Democratizing AI ethics literacy

Auditing for Human Expertise

June 24, 2023

🔬 Research summary by Rohan Alur, a second year PhD student in Electrical Engineering and Computer Science at MIT.

[Original paper by Rohan Alur, Loren Laine, Darrick K. Li, Manish Raghavan, Devavrat Shah and Dennis Shung]


Overview: In this work, we develop a statistical framework to test whether an expert tasked with making predictions (e.g., a doctor making patient diagnoses) incorporates information unavailable to any competing predictive algorithm. This ‘information’ may be implicit; for example, experts often exercise judgment or rely on intuition which is difficult to model with an algorithmic prediction rule. A rejection of our test thus suggests that human experts may add value to any algorithm trained on the available data. This implies that optimal performance for the given prediction task will require incorporating expert feedback.


Introduction

Trained human experts often handle high-stakes prediction tasks (e.g., patient diagnosis). A common source of concern about automation in these settings is that experts may exercise intuition that is difficult to model and/or have access to information (e.g., conversations with a patient) that is simply unavailable to a would-be algorithm. This raises the question of whether human experts add value that an algorithmic predictor could not capture. We develop a statistical framework to pose this question as a natural hypothesis test. Indeed, as our framework highlights, detecting human expertise is more subtle than simply comparing the accuracy of expert predictions to those made by a particular learning algorithm. We apply our proposed test to admissions data collected from the emergency department of a large academic hospital system, where we show that physicians’ admit/discharge decisions for patients with acute gastrointestinal bleeding (AGIB) appear to be incorporating information not captured by a standard algorithmic screening tool. Importantly, this is true even though the screening tool is arguably more accurate than physicians’ discretionary decisions, highlighting that accuracy is insufficient to justify algorithmic automation, even absent normative or legal concerns. 

Key Insights

Experts may add value even when they underperform a competing algorithm

A natural first step when assessing the performance of human experts is to compare their predictive accuracy to that of a competing predictive algorithm.
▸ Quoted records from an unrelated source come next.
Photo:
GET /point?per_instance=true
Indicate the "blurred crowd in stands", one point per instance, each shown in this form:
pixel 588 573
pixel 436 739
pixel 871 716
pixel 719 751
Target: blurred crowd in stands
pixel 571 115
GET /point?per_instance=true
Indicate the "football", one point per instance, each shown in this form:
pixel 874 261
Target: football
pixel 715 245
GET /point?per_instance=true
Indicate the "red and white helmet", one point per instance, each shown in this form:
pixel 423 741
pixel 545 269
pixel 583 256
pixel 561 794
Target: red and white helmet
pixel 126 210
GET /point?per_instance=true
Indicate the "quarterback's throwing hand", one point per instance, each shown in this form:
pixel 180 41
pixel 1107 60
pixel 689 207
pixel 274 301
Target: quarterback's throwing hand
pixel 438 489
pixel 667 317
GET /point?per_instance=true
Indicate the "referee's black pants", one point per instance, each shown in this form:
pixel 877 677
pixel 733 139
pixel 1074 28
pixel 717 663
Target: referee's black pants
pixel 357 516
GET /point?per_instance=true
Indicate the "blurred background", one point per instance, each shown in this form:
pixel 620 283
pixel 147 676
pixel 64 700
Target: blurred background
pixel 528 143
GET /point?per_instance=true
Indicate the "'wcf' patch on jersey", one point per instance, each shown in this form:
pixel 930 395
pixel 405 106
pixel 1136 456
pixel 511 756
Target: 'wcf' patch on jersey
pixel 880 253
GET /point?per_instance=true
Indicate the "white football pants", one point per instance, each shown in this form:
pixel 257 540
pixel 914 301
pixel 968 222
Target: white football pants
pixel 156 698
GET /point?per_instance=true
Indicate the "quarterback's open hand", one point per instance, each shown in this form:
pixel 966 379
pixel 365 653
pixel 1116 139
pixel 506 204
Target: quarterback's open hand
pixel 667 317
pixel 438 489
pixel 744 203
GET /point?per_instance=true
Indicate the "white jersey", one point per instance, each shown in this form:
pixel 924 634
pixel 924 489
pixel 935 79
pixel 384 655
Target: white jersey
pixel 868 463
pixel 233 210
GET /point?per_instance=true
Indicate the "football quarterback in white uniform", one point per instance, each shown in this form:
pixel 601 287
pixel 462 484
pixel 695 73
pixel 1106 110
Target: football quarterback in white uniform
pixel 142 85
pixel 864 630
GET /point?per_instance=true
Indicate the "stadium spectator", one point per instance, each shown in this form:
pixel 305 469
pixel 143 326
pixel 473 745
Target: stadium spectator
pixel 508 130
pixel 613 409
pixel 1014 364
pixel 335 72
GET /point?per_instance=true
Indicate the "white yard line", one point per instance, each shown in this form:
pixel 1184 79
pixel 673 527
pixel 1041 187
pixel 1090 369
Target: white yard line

However, as we illustrate with toy examples and a real-world case study, this differs from testing whether experts add value to a given prediction task. In particular, it is straightforward to come up with examples where an algorithm can handily beat an expert in predictive accuracy. Still, an expert nonetheless incorporates intuition or unobserved information useful for improving predictions. For example, a doctor who underperforms a predictive algorithm trained only on electronic medical records may nonetheless glean valuable information from direct conversations with patients. This suggests that comparing human performance to an algorithm is insufficient for determining whether a given prediction task can or should be automated – even absent normative or legal concerns about automation in high-stakes settings.

ExpertTest: intuition and algorithm

We propose the ExpertTest algorithm, which, given the set of inputs that might be available to an algorithm (‘features’) and a history of human predictions and realized outcomes, tests whether the expert is using information that could not be captured by any algorithm trained on the available features. This procedure is simple and takes the form of a conditional independence test specialized to our setting. That is, conditional on the features, we test whether the human predictions are informative about the outcome in a way that improves predictive accuracy. Intuitively, one can think of our algorithm as testing whether experts can reliably distinguish two observations with identical (or nearly identical) features. If they can, it must be that the expert is relying on additional information which is not present in the data (including, perhaps, their intuition or judgment) to make these distinctions.  

Case study

We apply ExpertTest in a case study of emergency room triage decisions for patients who present with acute gastrointestinal bleeding (AGIB). The goal of triage in this setting is to hospitalize patients who require some form of acute care and to discharge those who do not. 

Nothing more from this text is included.